Без десяти семь. Ващенков сейчас ходит возле железнодорожного полотна, ждет поезд. Невеселые у него мысли…
Валя сейчас тоже думает об одиноком Ващенкове, ожидающем поезда. И ее мысли такие же невеселые…
Без десяти семь. Идет совещание. Быть может, выступает Коковина, говорит обо мне, упрекает меня за недисциплинированность, за партизанщину, как особое доказательство выставляет мое отсутствие на этом совещании. А возможно, выступает Анатолий Акиндинович. Кичливо рассуждает о том, как он взялся проверять на практике и у него ничего не получилось. Он не может ошибаться, могут ошибаться только другие. Я всегда чувствовал, что его глупая активность сыграет со мной злую шутку. Впрочем, плевать!.. Василий Тихонович сейчас, верно, глядит на свои часы: без десяти семь, совещание идет, а меня нет. Василий Тихонович мысленно обкладывает меня всяческими ругательствами. Ему не плевать, он не хочет поражения…
Без десяти семь. Я стою у своего стола и жду Тоню. И то, что она вот-вот появится, для меня сейчас самое важное, самое значительное, значительнее всех Коковиных, Анатолиев Акиндиновичей и ругательств Василия Тихоновича.
Тоня о чем-то догадывается, что-то подозревает, но не ждет удара. Легко ли вдруг, с маху обрушить: «Ухожу!» Какой бы она для меня ни была, как бы к ней я ни относился, но живая!
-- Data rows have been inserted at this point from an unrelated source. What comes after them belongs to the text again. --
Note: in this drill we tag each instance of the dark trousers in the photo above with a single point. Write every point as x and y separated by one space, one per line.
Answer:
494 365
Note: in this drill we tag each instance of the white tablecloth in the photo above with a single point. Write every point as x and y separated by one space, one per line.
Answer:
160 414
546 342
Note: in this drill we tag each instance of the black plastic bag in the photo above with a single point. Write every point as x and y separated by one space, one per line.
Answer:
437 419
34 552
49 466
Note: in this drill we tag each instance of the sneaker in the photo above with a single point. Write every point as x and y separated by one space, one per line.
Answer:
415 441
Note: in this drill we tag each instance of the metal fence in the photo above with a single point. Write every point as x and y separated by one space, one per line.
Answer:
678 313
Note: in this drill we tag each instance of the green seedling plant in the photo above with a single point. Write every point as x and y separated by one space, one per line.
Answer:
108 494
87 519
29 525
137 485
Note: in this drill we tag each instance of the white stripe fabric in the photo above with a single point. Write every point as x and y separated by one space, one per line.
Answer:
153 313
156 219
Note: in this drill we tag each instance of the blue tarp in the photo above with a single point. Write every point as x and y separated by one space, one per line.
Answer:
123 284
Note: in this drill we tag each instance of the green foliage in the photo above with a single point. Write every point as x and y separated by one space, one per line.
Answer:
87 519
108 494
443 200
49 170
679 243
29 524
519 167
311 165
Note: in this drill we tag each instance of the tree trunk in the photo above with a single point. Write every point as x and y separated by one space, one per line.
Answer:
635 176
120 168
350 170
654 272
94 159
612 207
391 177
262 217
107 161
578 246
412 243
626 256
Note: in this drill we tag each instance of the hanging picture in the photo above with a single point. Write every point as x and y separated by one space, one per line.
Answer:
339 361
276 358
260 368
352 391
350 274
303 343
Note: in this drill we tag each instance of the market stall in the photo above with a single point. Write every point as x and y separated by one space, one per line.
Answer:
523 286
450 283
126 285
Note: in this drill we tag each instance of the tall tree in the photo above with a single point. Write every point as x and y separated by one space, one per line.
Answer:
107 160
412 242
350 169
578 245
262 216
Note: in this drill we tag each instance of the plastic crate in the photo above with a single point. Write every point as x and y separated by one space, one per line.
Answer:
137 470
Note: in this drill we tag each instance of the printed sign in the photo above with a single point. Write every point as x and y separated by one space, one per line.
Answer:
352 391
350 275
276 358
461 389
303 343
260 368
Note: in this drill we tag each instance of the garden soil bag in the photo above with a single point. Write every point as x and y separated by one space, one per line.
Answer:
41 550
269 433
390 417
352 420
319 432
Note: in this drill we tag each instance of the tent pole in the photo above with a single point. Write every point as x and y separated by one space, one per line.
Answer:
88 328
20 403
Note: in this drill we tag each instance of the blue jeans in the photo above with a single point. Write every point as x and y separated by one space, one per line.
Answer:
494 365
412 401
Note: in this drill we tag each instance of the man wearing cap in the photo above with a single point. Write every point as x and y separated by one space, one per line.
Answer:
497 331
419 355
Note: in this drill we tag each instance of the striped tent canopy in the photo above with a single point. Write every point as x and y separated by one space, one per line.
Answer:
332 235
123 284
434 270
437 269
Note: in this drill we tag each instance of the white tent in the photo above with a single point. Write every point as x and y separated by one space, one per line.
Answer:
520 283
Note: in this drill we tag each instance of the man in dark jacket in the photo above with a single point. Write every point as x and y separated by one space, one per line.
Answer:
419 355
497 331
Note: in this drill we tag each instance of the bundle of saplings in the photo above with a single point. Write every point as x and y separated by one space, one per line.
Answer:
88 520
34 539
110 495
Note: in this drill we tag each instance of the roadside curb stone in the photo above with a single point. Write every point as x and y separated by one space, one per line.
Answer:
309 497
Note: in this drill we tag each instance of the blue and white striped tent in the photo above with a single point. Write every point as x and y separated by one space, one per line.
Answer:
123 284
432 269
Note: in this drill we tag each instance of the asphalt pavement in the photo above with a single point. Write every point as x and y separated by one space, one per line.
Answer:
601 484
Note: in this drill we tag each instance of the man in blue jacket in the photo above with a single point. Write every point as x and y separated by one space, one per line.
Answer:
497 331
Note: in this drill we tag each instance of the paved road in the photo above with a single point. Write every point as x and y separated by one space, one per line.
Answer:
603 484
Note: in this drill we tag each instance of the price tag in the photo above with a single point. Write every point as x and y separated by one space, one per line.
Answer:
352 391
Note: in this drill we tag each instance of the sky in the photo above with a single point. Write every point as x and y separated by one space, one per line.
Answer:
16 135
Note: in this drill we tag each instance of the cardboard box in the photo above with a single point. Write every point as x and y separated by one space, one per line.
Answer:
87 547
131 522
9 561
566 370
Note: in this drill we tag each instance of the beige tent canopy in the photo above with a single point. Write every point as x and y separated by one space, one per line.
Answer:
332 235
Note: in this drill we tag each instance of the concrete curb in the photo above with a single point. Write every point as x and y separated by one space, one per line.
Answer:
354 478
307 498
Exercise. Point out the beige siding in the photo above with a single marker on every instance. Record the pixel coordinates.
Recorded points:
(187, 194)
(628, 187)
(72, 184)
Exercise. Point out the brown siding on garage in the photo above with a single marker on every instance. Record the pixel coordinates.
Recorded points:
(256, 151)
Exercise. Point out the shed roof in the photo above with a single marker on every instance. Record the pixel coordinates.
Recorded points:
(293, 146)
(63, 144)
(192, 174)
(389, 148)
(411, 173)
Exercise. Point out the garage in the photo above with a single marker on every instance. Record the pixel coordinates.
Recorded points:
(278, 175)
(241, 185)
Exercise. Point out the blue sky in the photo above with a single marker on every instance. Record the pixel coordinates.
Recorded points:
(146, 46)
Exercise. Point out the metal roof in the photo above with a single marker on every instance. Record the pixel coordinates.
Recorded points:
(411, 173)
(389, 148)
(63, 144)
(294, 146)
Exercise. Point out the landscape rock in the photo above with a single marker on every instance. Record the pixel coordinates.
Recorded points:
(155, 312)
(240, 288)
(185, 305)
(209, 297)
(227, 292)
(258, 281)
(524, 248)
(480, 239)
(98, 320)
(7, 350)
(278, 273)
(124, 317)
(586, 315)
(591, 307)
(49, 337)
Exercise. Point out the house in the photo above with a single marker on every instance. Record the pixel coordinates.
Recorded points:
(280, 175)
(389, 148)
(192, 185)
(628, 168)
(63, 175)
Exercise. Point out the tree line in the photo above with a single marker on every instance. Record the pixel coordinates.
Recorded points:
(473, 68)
Живая! Но что делать? Ващенков вот-вот сядет в поезд. Валя одна, она ждет, катастрофа разразилась, не в моих силах ее приостановить. Жду Тоню, чувствую себя преступником.
Надо взять какие-то вещи, самые необходимые, те, что никогда не пригодятся Тоне. На стене висит ружье, оно первое бросилось мне в глаза, оно-то Тоне никогда не понадобится. Но и мне оно сейчас не нужно. Надо взять пару белья, зубную щетку. Мыло можно не брать – найдется у Вали.
Я прошел в кладовую, достал пыльный чемодан.
И тут появилась Тоня. Она сделала крутую дугу по комнате, остановилась перед открытым чемоданом, глаза с зеленоватым отливом уставились на меня, на лбу вздулась вена. Я понял, что Тоня, переступая порог, уже что-то знала, о чем-то была осведомлена.
Она стояла в легком, по-летнему веселом цветастом платье, выставив вперед грудь, откинув назад маленькую, гладко причесанную голову, напряженно округлив глаза. Между нами лежал открытый чемодан.
– Куда собираешься? – спросила она сквозь зубы.
– Ухожу, – ответил я.
С этих слов началось нечто унизительное и безобразное, о чем я всегда буду вспоминать со стыдом.
18
И это продолжалось долго, вплоть до сумерек.
Открывались ящики комодов, на пол, на мой раскрытый чемодан летело чистое белье, сорочки, наволочки, брюки, костюмы. В комнате, недавно хранившей обжитый, покойный уют, стоял разгром. Были крики, были мольбы, вопли, проклятия и поношения ожесточившейся женщины.
Я оставил Тоню обессиленной, уткнувшейся в подушку растрепанной головой.
Я шел по улице с легким чемоданом в руке.
Был тихий, теплый вечер, с остывающим закатом, с вялой, отяжелевшей от росы листвой на деревьях. Я шел переулками, чтобы меньше встретить прохожих. Шел и поминутно морщился, вспоминая все, что случилось дома.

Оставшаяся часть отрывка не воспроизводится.